How will digital workplace autonomy satisfy corporate compliance?

How will digital workplace autonomy satisfy corporate compliance?

by | Dec 15, 2016 | Digital workplace, Information management, Intranets

The focus of the current interest in social networking is to enable the individual to make decisions about how they work, who they work with and what they share to achieve personal and business objectives. Working Out Loud is a fast-emerging element of this support of internal autonomy. There is a wealth of survey and anecdotal evidence that this fosters innovation and is good for employee engagement. One of the 2016 surveys was published by McKinsey & Company and was entitled “How social tools can reshape the organisation”. At the time of writing this blog the report had been dropped from the McKinsey website but there is a summary on the Consultancy UK website. It does rather read like a paean of praise for social networking at a time when other surveys (for example Digital Culture Clash from Cisco) are indicating that it is not quite as simple as some observers would have us believe.

No matter how much autonomy individuals have to create teams and make decisions on their own account  all organisations work within some form of compliance.  There will be a board of Directors that have defined responsibilities towards the organisation and towards shareholders and stakeholders. At some point a hierarchy will kick in. Hierarchies, like bureaucracies, have a poor reputation but have a role to play in the process of reviewing decisions that are going to commit the organisation to a specific course of action. Among the outcomes of the McKinsey survey was that 25% of respondents predicted that in the next three years strategic decisions would be made from the bottom up and that organisational hierarchies would either be much flatter or disappear all together. Call me old-fashioned but I can’t see major strategic decisions (21st Century Fox acquiring Sky is in the news today) being made bottom up when there are shareholders and regulatory authorities to take account of.

The challenge I see emerging is defining and managing the processes where autonomy and compliance meet. At what level within the organisation does this take place, and is it a hard transition or a soft transition? I’ve looked back through around 20 recent surveys on corporate collaboration and digital social working and I cannot find any discussion of this topic. It is not going to happen by magic.

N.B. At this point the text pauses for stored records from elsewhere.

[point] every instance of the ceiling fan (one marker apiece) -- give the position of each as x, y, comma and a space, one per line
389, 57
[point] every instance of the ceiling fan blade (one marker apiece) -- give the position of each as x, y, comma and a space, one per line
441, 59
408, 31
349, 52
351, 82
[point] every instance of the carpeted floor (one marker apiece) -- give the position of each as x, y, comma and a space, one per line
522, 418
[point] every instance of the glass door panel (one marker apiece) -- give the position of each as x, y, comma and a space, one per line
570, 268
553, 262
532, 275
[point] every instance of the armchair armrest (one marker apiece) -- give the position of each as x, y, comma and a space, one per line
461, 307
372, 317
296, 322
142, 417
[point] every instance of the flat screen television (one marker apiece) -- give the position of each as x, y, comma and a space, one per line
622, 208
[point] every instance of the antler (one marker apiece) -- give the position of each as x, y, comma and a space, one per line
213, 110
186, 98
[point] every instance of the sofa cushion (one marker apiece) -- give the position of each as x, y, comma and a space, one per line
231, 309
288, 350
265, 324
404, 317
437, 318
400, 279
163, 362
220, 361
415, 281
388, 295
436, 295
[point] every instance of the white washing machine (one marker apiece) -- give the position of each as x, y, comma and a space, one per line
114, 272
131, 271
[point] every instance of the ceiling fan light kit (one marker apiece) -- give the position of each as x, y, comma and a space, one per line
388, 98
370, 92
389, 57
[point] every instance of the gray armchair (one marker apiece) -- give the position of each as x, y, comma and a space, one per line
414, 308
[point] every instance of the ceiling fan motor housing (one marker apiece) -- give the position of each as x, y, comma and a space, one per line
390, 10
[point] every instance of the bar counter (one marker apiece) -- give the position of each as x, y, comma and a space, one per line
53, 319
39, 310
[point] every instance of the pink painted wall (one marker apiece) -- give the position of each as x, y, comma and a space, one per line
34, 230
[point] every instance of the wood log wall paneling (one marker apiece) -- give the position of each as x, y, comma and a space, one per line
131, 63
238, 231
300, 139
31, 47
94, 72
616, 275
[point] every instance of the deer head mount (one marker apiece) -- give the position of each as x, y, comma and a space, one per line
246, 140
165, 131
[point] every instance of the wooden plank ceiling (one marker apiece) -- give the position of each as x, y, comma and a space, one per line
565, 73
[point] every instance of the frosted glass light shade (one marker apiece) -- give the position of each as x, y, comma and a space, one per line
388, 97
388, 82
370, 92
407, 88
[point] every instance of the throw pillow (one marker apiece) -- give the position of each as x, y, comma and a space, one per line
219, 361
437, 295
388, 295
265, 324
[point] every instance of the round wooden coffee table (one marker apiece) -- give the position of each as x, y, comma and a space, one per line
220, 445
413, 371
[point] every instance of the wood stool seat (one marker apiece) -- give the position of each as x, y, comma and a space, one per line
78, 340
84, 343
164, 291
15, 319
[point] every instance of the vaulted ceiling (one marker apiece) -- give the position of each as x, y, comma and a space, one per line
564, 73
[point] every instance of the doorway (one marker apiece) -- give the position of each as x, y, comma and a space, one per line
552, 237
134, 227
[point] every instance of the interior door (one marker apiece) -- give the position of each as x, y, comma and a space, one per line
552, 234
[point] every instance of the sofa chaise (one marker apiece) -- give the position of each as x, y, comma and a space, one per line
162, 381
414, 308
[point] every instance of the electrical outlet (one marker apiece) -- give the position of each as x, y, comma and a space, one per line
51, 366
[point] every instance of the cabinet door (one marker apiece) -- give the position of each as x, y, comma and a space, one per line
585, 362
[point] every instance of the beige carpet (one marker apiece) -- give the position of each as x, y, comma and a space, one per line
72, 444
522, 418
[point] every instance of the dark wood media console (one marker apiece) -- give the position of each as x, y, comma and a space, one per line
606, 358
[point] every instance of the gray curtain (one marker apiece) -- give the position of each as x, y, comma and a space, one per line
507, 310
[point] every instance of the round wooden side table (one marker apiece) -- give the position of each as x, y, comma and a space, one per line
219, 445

As a component of an overall social strategy for an organisation decisions are going to have to be made on how information and knowledge from autonomous working is sifted, verified and presented up the chain of management. In the final analysis the directors are responsible, in compliance terms, to shareholders, laws and regulations. This is enshrined in corporate law. An implication is that there is an audit route back to the decisions that were made leading up to the action being taken. When autonomy escapes compliance you end up with the Volkswagen story and a very large hit on corporate performance. It will be interesting to read the full Volkswagen story in due course.

I have no preconceived ideas about when and where autonomy and compliance should meet. Wherever it is this the pressure on managers will be very considerable as they seek to balance the demands from their own managers with the ambition of being supportive to autonomous work processes that are clearly having an impact on innovation, speed of response and employee engagement. Working out loud is an example of where a document or even an instant message written in the spirit of WoL is taken to be a definitive statement by someone who reads it in isolation. At present the focus on collaboration strategy is about what tools are needed to support this style of working. In my view the success of a collaboration strategy will be the ease with which outcomes from collaborative working can move through and up the corporate structure in a way that safeguards the interests of all stakeholders. This is not a technology issue but about supporting managers who find themselves between a rock and a hard place. If you want to read a story of what happens when ‘top down’ conflicts with ‘bottom up’ download this study of decision making in Nokia that led to the company losing the smartphone battle. What would happen in your organisation under the same circumstances?